- Film poster
- Directed by: Mora Stephens
- Screenplay by: Mora Stephens; Joel Viertel;
- Produced by: Joel Viertel
- Starring: Matthew Mabe; Woodwyn Koons; Alek Friedman;
- Cinematography: Andreas Burgess; Brian O'Carroll;
- Edited by: Joel Viertel
- Music by: H. Scott Salinas; Danny Manor;
- Production company: Hyphenate Films
- Distributed by: Cinema Libre Studio
- Release dates: April 25, 2005 (Tribeca); October 20, 2006 (United States);
- Running time: 95 minutes
- Country: United States
- Language: English

= Conventioneers =

2005 film by Mora Stephens

Conventioneers is a 2005 American romantic comedy film directed by Mora Stephens (in her feature directorial debut), who co-wrote the screenplay with Joel Viertel.

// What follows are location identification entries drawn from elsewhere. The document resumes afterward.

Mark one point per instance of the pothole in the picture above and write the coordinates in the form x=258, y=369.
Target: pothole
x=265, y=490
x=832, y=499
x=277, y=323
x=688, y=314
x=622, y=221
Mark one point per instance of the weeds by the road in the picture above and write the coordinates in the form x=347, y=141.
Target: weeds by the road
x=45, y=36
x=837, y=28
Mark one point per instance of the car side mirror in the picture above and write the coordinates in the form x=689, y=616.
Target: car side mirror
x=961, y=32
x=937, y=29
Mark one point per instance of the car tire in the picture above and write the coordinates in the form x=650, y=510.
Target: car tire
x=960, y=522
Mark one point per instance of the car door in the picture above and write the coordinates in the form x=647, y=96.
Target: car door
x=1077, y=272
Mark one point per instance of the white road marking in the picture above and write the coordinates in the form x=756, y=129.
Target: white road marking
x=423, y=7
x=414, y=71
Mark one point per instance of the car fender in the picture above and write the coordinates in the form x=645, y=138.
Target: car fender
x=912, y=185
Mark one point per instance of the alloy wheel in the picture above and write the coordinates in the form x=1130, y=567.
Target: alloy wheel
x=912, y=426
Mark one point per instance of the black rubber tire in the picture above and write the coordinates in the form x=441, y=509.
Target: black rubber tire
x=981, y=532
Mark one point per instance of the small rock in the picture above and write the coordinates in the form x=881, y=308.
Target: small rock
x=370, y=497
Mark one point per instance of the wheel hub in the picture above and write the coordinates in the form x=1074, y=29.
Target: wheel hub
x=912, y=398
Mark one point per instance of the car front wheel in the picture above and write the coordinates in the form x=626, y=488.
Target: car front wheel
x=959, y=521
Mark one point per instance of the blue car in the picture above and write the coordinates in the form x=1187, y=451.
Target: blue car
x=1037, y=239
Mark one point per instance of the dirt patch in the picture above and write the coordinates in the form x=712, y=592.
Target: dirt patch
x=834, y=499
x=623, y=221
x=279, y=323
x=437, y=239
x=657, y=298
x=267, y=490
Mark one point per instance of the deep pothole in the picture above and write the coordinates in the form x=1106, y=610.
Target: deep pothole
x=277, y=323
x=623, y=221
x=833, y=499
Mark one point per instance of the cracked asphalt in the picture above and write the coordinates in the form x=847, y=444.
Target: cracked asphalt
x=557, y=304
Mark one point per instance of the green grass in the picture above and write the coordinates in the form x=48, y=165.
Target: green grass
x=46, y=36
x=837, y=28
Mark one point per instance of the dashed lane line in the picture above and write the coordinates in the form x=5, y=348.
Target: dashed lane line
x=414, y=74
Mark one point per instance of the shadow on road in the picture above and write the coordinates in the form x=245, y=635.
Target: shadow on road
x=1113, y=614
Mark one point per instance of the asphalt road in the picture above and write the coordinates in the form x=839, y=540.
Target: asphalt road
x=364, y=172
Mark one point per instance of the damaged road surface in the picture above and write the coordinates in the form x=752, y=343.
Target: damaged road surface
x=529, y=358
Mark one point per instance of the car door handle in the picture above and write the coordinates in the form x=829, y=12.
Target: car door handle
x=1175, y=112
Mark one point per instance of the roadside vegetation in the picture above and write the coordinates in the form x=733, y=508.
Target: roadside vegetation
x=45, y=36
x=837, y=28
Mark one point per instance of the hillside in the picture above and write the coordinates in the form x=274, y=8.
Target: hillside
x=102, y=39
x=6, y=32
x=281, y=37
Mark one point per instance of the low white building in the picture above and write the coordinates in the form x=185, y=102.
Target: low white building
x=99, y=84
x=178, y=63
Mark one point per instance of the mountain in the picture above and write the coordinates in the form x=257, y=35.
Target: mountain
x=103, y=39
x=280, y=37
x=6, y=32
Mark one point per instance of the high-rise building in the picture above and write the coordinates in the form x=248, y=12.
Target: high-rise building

It stars Matthew Mabe, Woodwyn Koons, and Alek Friedman. It revolves around a Republican man who, visiting New York City for the first time as a delegate to the Republican National Convention, falls into an unlikely affair with a Democratic woman.

The film had its world premiere at the Tribeca Film Festival on April 25, 2005, and was given a limited theatrical release in the United States on October 20, 2006, by Cinema Libre Studio. It received mixed-to-positive reviews from critics, and won the John Cassavetes Award at the 21st Independent Spirit Awards.

==Cast==
- Matthew Mabe as David Massey
- Woodwyn Koons as Lea Jones
- Alek Friedman as Dylan Murtaugh
- Alicia Harding as Elizabeth Massey
- Krista Kujat as Elena Murtaugh
- Robert O'Gorman as Nat Jones
- Nathan Phillips as Phil Zando
- Joe Schiappa as Joe Henderson
- Kate Duyn as Ann Cameron

==Production==
Principal photography took place in New York City in 2004. In a 2007 interview, Mora Stephens explained her vision for the film:

I developed the characters and many of the scenes with the actors in rehearsal, so going into it, working in these real environments, the actors always knew who the characters were. There was never a moment where they didn't know what was going on, but I wanted the film to feel as real as possible and also give the actors as much freedom as possible, so the style grew out of that. I wanted it to feel as close to being a documentary without really being a documentary.

==Reception==
 Metacritic, which uses a weighted average, assigned the film a score of 60 out of 100, based on 6 critics, indicating "mixed or average" reviews.

Nathan Lee of The New York Times stated, "The achievement of the film has less to do with guerrilla tactics than with its shrewd interface of the personal and political." Dennis Harvey of Variety praised, "Koons, Friedman and Mabe in particular are all terrific" and also commented, "Script by Stephens and producer-editor-spouse Joel Viertel walks a tricky middle path with seemingly casual, semi-improvised aplomb." Ed Gonzalez of Slant Magazine gave Conventioneers 2.5 out of 4 stars and wrote, "The film's synthesis of fiction and documentary is smooth and compelling, especially during its climax inside Madison Square Garden, but the story is smaller than its visual britches, toeing a predictable line of conflict." Eric Kohn of IndieWire opined, "The finale is both romantically tragic and crushing in a larger sense to anyone with lingering aches from the second victory of George W. Bush."